C’è una cosa curiosa quando si parla di spazio.

Per molti di noi lo spazio è ancora qualcosa che appartiene ai film, agli astronauti, ai razzi che partono da una base di lancio e alle immagini spettacolari della Terra vista dall’alto. È un tema affascinante, certo, ma apparentemente lontano dalla vita quotidiana.

Poi però ci fermiamo un attimo e ci accorgiamo che molte cose che usiamo ogni giorno dipendono già dallo spazio.

La navigazione satellitare, le comunicazioni globali, le previsioni meteo, l’osservazione della Terra, la difesa, la trasmissione dei dati, la connessione in zone remote. Non stiamo parlando solo di andare su Marte o di costruire razzi sempre più potenti. Stiamo parlando di infrastrutture che, silenziosamente, sono già entrate nella nostra economia.

È da qui che nasce l’interesse verso strumenti come il Tema Space Innovators ETF, identificato dal ticker NASA. Non si tratta di “investire nella NASA” intesa come agenzia spaziale americana, perché il fondo non è sponsorizzato né collegato alla National Aeronautics and Space Administration. È invece un ETF tematico che cerca di dare esposizione a società legate alla cosiddetta economia spaziale, attraverso un portafoglio gestito attivamente e quotato sul NYSE. (temaetfs.com)

La parola importante, però, non è “spazio”.

La parola importante è “tema”.

Un ETF tematico nasce per permettere all’investitore di partecipare a un grande trend. In questo caso il trend è quello dell’economia spaziale, un settore che secondo una stima di McKinsey e World Economic Forum potrebbe passare da circa 630 miliardi di dollari nel 2023 a 1,8 trilioni di dollari entro il 2035. (McKinsey & Company)

Detta così, sembra tutto molto semplice.

C’è un settore destinato a crescere, esiste uno strumento che investe in quel settore, quindi basta comprarlo e aspettare.

Ma il mercato non funziona mai in modo così lineare.

Questa è la prima riflessione utile da fare. Un grande trend non è automaticamente un buon investimento. O meglio, può esserlo solo se viene inserito dentro una strategia sensata.

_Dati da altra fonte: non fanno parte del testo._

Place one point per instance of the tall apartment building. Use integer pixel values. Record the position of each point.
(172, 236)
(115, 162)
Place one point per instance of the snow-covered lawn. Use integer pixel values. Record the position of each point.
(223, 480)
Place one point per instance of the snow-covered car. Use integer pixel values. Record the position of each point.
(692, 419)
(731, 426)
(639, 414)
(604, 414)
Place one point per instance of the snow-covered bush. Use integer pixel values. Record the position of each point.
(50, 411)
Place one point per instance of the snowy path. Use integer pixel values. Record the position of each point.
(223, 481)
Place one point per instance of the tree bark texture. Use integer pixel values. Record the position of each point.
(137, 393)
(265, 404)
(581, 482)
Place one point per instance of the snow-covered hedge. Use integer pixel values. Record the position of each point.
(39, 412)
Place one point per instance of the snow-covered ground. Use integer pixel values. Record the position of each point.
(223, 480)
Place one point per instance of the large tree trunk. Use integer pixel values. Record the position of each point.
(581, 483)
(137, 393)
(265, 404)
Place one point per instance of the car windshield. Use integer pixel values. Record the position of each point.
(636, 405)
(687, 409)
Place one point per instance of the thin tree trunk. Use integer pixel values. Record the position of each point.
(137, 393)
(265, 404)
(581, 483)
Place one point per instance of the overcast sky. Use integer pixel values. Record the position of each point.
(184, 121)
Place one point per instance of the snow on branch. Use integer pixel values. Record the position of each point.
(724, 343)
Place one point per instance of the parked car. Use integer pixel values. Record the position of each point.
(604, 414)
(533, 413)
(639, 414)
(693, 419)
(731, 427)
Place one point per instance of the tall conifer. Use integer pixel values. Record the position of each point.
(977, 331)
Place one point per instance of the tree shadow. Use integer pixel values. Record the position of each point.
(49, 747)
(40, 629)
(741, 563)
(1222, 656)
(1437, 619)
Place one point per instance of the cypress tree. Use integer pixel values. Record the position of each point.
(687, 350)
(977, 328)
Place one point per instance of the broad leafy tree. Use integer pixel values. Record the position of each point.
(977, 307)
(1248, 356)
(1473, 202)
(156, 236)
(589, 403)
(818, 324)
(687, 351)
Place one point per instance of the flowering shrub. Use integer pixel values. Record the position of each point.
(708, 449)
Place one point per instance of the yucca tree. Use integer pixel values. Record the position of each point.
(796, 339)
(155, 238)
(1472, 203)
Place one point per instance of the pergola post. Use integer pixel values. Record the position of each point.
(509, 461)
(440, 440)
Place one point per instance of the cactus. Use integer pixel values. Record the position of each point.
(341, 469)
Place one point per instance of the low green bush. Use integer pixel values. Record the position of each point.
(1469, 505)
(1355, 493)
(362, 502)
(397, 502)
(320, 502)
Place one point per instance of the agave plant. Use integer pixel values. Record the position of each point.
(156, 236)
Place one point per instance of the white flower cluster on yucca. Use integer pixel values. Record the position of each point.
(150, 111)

La storia dei mercati è piena di settori promettenti che hanno davvero cambiato il mondo, ma che nel frattempo hanno attraversato fasi di entusiasmo eccessivo, correzioni violente, valutazioni troppo alte e aziende che non sono mai riuscite a trasformare l’innovazione in utili stabili.

Lo spazio è esattamente questo: una grande opportunità, ma anche un terreno ancora giovane, complesso e molto selettivo.

Un ETF come il Tema Space Innovators ETF prova a risolvere un problema pratico: invece di scegliere una singola azienda, l’investitore acquista un contenitore diversificato che include più società legate al settore. In questo modo non si punta tutto su un solo nome, ma si partecipa al tema in maniera più ampia.

Questo non elimina il rischio, però lo distribuisce.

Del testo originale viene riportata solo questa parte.